The trial court correctly concluded that the statutes at issue established “new rules, rights and duties specifically relating to relief from family violence that occurs when the victimized family is divorced or separated.” Because of this the court found that the statutes were substantive, and refused to apply them retroactively to the retrial of this case.

If this Act is applied retroactively Mr. Bruscato will lose custody of his child as well as his right to unsupervised visitation. Even *76his right to supervised visitation with his child will be conditioned upon his participation and completion of a treatment program.

The Louisiana Supreme Court has held that the parent’s right to a family relationship with his or her child is an interest that far surpasses any property rights. State In Interest of A.C., 643 So.2d 743, 748 (La.1994). The statutes at issue change the substantive law with regard to that right.
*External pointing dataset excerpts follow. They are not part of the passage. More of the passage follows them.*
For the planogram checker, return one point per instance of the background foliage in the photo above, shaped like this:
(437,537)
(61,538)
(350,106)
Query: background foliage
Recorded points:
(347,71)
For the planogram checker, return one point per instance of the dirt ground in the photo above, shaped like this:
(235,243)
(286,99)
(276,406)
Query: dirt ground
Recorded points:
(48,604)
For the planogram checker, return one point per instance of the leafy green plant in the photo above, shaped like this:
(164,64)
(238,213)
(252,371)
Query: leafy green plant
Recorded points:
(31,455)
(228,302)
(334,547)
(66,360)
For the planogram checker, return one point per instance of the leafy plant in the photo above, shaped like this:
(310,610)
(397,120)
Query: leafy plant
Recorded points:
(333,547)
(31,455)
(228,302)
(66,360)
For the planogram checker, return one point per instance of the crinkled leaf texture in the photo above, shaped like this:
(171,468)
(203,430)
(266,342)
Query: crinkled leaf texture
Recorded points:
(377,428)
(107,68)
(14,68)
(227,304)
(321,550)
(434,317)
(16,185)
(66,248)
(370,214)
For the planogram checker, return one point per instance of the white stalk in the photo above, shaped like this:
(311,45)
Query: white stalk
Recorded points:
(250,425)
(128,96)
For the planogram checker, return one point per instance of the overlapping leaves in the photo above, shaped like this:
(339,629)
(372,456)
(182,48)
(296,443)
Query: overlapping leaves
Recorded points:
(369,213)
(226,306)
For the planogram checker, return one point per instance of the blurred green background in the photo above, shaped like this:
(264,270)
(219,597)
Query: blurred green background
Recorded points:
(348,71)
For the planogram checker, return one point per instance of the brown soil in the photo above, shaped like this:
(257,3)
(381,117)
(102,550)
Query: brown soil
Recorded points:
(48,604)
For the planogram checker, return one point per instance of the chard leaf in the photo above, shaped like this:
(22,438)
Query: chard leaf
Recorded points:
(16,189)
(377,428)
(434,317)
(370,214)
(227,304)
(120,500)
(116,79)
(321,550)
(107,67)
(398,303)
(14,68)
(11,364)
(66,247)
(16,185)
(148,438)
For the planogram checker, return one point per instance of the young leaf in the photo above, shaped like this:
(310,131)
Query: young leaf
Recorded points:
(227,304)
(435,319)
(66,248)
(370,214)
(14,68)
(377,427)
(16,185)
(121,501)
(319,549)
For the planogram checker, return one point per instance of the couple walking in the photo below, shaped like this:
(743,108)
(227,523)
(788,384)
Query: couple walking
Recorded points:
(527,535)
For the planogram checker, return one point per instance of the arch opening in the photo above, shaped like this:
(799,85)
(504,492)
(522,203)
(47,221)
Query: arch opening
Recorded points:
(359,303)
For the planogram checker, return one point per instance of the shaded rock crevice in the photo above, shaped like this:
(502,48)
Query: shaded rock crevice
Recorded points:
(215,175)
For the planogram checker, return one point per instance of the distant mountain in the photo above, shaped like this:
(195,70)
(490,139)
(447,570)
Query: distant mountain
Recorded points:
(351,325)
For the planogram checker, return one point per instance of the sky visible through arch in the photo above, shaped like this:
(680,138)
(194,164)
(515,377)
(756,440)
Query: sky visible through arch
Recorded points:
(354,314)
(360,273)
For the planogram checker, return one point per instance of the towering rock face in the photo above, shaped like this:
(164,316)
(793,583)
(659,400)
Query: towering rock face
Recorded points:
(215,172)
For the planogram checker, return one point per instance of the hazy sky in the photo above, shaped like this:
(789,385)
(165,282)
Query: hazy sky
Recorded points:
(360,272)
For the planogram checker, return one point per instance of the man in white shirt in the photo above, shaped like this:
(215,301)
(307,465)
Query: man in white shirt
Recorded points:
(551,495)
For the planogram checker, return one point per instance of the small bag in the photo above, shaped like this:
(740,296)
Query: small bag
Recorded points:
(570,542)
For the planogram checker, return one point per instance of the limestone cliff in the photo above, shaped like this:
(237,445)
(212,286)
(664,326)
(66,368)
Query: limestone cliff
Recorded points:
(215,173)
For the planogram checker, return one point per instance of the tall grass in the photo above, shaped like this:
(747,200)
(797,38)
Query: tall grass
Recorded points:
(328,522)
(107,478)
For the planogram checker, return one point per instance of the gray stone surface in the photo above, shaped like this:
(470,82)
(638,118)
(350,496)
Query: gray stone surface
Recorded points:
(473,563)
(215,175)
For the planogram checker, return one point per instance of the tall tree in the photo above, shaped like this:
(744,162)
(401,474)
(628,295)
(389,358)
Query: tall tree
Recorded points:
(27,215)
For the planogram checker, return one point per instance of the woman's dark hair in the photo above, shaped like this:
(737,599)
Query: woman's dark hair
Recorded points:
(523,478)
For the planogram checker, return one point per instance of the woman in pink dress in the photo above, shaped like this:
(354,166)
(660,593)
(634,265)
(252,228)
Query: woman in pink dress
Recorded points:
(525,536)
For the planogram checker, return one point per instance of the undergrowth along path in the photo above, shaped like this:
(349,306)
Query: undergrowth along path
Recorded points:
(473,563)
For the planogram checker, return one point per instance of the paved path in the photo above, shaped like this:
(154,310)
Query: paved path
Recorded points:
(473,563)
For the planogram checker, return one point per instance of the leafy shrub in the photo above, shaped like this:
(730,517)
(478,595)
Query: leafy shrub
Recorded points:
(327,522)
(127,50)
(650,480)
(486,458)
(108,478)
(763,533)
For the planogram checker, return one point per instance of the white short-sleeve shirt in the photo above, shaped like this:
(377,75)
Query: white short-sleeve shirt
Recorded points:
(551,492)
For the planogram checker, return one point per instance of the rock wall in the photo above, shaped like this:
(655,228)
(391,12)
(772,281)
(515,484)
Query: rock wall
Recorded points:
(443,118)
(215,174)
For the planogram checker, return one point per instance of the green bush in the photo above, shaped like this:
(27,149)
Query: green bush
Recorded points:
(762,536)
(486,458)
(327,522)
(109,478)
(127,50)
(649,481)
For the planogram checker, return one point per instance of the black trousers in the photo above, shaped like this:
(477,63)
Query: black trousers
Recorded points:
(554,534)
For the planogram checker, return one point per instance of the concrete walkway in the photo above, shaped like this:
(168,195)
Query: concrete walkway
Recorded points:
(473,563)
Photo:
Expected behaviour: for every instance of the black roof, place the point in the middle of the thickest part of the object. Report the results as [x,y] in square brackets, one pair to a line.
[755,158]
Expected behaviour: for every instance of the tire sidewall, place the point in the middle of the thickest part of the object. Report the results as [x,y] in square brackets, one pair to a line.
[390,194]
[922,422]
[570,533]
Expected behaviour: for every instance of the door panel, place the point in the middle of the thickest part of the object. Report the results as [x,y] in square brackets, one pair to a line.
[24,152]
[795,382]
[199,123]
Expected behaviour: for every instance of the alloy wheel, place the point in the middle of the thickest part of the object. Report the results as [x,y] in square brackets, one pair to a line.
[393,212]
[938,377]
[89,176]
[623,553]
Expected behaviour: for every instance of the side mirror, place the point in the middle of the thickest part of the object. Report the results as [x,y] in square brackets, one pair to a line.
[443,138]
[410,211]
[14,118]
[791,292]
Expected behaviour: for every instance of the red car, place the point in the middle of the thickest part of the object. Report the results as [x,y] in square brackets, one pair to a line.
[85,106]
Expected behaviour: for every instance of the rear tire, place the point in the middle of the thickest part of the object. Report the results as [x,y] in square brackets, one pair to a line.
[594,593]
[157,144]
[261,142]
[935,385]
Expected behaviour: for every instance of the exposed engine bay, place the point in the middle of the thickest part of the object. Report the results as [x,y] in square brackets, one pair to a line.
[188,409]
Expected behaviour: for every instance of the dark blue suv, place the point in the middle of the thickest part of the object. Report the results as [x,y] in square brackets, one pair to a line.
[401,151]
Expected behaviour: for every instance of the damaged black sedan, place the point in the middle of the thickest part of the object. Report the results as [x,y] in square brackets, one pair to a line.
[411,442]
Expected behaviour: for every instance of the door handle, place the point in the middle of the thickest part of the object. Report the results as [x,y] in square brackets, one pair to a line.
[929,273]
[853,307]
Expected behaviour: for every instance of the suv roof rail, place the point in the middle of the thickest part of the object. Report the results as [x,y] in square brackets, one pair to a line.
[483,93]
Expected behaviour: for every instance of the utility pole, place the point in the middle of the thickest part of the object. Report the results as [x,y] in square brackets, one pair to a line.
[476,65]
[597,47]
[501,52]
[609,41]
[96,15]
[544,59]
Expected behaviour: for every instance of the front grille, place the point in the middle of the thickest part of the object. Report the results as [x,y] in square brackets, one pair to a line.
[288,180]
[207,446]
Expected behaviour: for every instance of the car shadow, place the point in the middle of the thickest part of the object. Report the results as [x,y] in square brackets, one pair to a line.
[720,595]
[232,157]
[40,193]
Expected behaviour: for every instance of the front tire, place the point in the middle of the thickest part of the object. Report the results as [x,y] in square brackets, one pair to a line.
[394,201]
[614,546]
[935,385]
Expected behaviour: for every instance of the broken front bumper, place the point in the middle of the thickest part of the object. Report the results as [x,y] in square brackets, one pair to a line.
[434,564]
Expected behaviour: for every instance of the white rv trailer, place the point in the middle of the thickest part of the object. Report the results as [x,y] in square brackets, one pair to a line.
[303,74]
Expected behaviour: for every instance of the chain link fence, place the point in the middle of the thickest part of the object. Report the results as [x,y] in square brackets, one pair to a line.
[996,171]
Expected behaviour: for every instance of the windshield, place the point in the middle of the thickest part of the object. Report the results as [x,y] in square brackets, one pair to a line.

They are not merely procedural.

The Act creates an irrebuttable presumption — a parent who has a history of family violence is unfit to have joint or sole custody or unsupervised visitation. The consequence of that presumption is to deprive the perpetrating parent of the right to a family relationship with his or her child. The parent cannot show that, despite the history, he or she is fit. The presumption is not rebuttable in the usual sense. The statute simply provides that the result of the presumption, the restriction of the parent’s relationship with the child, may be overcome when it is shown, by a preponderance of the evidence, that the perpetrating parent has complied with certain requirements and that particular circumstances exist.